EXHIBITIONS

The answer: Art! – Gilbert Bretterbauer at Smolka Contemporary

Bretterbauer has always been a textile artist. He uses fabrics and embroidery to create spatial installations, carpets, tapestries and interior elements such as the "Love Chair", which now occupies the center of the gallery. A text by Sabine B. Vogel.

Gilbert Bretterbauer, Why, why not, 2023 © 2024 Smolka Contemporary / Wilhelm Smolka KG

How can an abstract representation be combined with a narrative? Especially in the medium of the embroidered picture? This question was the starting point for Gilbert Bretterbauer’s group of works, which is currently being exhibited at Smolka Contemporary gallery under the title “Say it!”. Bretterbauer has always been a textile artist, he explains in a conversation.
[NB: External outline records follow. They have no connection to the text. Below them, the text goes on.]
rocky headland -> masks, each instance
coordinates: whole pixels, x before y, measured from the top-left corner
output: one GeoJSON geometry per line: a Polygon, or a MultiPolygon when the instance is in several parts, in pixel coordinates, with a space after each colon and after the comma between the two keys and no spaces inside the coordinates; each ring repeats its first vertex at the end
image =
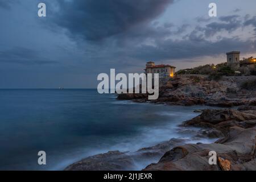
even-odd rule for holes
{"type": "Polygon", "coordinates": [[[195,111],[198,116],[184,121],[181,130],[200,127],[195,138],[218,138],[213,143],[189,144],[172,138],[135,152],[109,151],[72,164],[65,170],[133,170],[143,164],[143,170],[256,170],[256,88],[241,86],[251,77],[229,77],[218,81],[204,77],[171,78],[160,88],[157,100],[146,94],[122,94],[119,100],[180,105],[207,105],[225,107],[195,111]],[[217,164],[210,165],[209,152],[216,151],[217,164]],[[160,159],[160,160],[159,160],[160,159]],[[158,161],[156,163],[151,162],[158,161]]]}
{"type": "Polygon", "coordinates": [[[256,81],[256,76],[225,76],[214,81],[203,75],[181,76],[160,83],[157,100],[148,100],[146,94],[132,93],[119,94],[118,99],[168,105],[230,107],[247,104],[256,97],[256,89],[242,86],[248,81],[256,81]]]}

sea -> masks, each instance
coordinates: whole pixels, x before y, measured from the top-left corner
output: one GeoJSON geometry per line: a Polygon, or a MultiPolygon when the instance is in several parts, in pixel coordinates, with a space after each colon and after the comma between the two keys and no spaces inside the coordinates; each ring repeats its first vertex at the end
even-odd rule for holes
{"type": "Polygon", "coordinates": [[[180,132],[205,108],[119,101],[94,89],[0,89],[0,170],[63,170],[91,155],[174,138],[212,142],[180,132]],[[38,164],[40,151],[46,165],[38,164]]]}

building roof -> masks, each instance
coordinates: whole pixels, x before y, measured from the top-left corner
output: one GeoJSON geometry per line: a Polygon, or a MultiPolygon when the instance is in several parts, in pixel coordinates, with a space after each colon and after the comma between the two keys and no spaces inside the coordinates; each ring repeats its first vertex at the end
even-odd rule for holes
{"type": "Polygon", "coordinates": [[[164,67],[171,67],[171,68],[176,68],[176,67],[170,65],[168,64],[155,65],[152,65],[152,66],[150,66],[150,67],[147,67],[146,68],[164,68],[164,67]]]}
{"type": "Polygon", "coordinates": [[[240,51],[231,51],[226,53],[226,55],[232,55],[233,53],[240,53],[240,51]]]}

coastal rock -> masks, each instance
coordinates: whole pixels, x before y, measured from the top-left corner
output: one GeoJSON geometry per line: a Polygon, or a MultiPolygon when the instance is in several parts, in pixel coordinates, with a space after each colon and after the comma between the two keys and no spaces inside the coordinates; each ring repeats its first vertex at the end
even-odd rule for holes
{"type": "Polygon", "coordinates": [[[218,142],[188,144],[174,148],[158,163],[148,166],[144,170],[255,170],[255,136],[256,127],[243,129],[233,127],[230,134],[218,142]],[[219,165],[210,165],[210,151],[216,151],[218,158],[226,160],[219,162],[219,165]]]}
{"type": "Polygon", "coordinates": [[[218,163],[222,171],[230,171],[230,162],[222,158],[218,158],[218,163]]]}
{"type": "Polygon", "coordinates": [[[183,126],[212,128],[221,131],[226,136],[232,126],[246,129],[254,126],[255,122],[256,110],[205,109],[200,115],[184,122],[183,126]]]}
{"type": "Polygon", "coordinates": [[[126,171],[141,169],[151,162],[158,161],[167,151],[184,144],[187,140],[173,138],[154,146],[142,148],[134,152],[119,151],[96,155],[67,167],[66,171],[126,171]]]}
{"type": "Polygon", "coordinates": [[[249,93],[242,89],[240,85],[243,78],[242,76],[240,76],[239,79],[234,82],[232,78],[224,77],[216,81],[200,76],[183,76],[162,83],[159,86],[159,98],[156,100],[148,100],[147,94],[119,94],[118,99],[141,99],[140,102],[184,106],[205,104],[231,107],[249,103],[251,105],[256,105],[256,101],[251,101],[256,96],[256,90],[249,93]]]}
{"type": "Polygon", "coordinates": [[[109,151],[85,158],[67,167],[65,171],[124,171],[134,167],[133,159],[125,152],[109,151]]]}

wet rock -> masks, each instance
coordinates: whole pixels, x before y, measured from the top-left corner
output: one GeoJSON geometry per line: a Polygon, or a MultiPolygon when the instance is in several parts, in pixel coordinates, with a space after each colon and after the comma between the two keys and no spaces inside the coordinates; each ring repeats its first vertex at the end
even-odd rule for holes
{"type": "Polygon", "coordinates": [[[134,167],[133,159],[126,153],[109,151],[85,158],[69,166],[66,171],[123,171],[134,167]]]}
{"type": "Polygon", "coordinates": [[[222,171],[230,171],[230,162],[222,158],[218,158],[220,167],[222,171]]]}
{"type": "Polygon", "coordinates": [[[146,171],[220,171],[255,169],[256,127],[230,128],[230,135],[211,144],[188,144],[167,152],[157,163],[148,166],[146,171]],[[220,167],[209,164],[210,151],[215,151],[221,161],[220,167]],[[230,163],[230,164],[229,164],[230,163]]]}
{"type": "Polygon", "coordinates": [[[205,109],[200,115],[183,123],[183,126],[208,127],[221,131],[224,135],[229,128],[237,126],[248,128],[255,126],[256,111],[233,109],[205,109]]]}

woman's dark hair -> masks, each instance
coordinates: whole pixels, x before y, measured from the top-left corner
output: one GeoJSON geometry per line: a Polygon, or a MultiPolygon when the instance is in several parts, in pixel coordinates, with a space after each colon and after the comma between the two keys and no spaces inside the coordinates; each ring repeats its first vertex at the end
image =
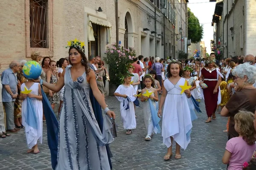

Using fabrics and embroidery, he creates spatial installations, carpets, tapestries and interior elements such as the “Love Chair”, which now stands in the middle of the gallery: wonderfully playful with its colorful ribbons and curved rods, extremely comfortable and with the potential to allow an astonishing closeness between the two sitters.

But what do the small, faceless, highly abstracted figures tell us as they carry spherical discs in front of them in the small embroidered pictures amidst the colorful background? Each figure is trapped in its own small color space, separated from one another by embroidered lines that suggest a dense, architecture-like structure. In the oil paintings with similar motifs, the lines are even reminiscent of conveyor belts. The heads of the figures are empty – Bretterbauer speaks of a “senseless activity”, of activities that only lead to apparent results. “Can we break this up?” he asks – and provides the answer with the bright speech bubbles in some of the pictures: the speech bubbles contain no text, only patterns. It is a language of its own – the language of art.

Gilbert Bretterbauer, Treasure 1, 2023, © 2024 Smolka Contemporary / Wilhelm Smolka KG

The balls resting on frames offer a similar response. They seem to have been removed from the embroidered pictures and have now – like the Love Chair – become a means of communication: Carrying or passing on the balls may seem pointless in the case of the pictorial figures. For gallery visitors, however, it can be the beginning of an exchange.

Love Chair, embroidery pictures and the oil paintings all revel in a wonderful riot of color – another answer to the question of breaking out of a meaningless routine: colors shape our perception of the self and the environment, colors control our behavior and influence our mood. Colors are our window to the world, and Bretterbauer has opened it wide for us here.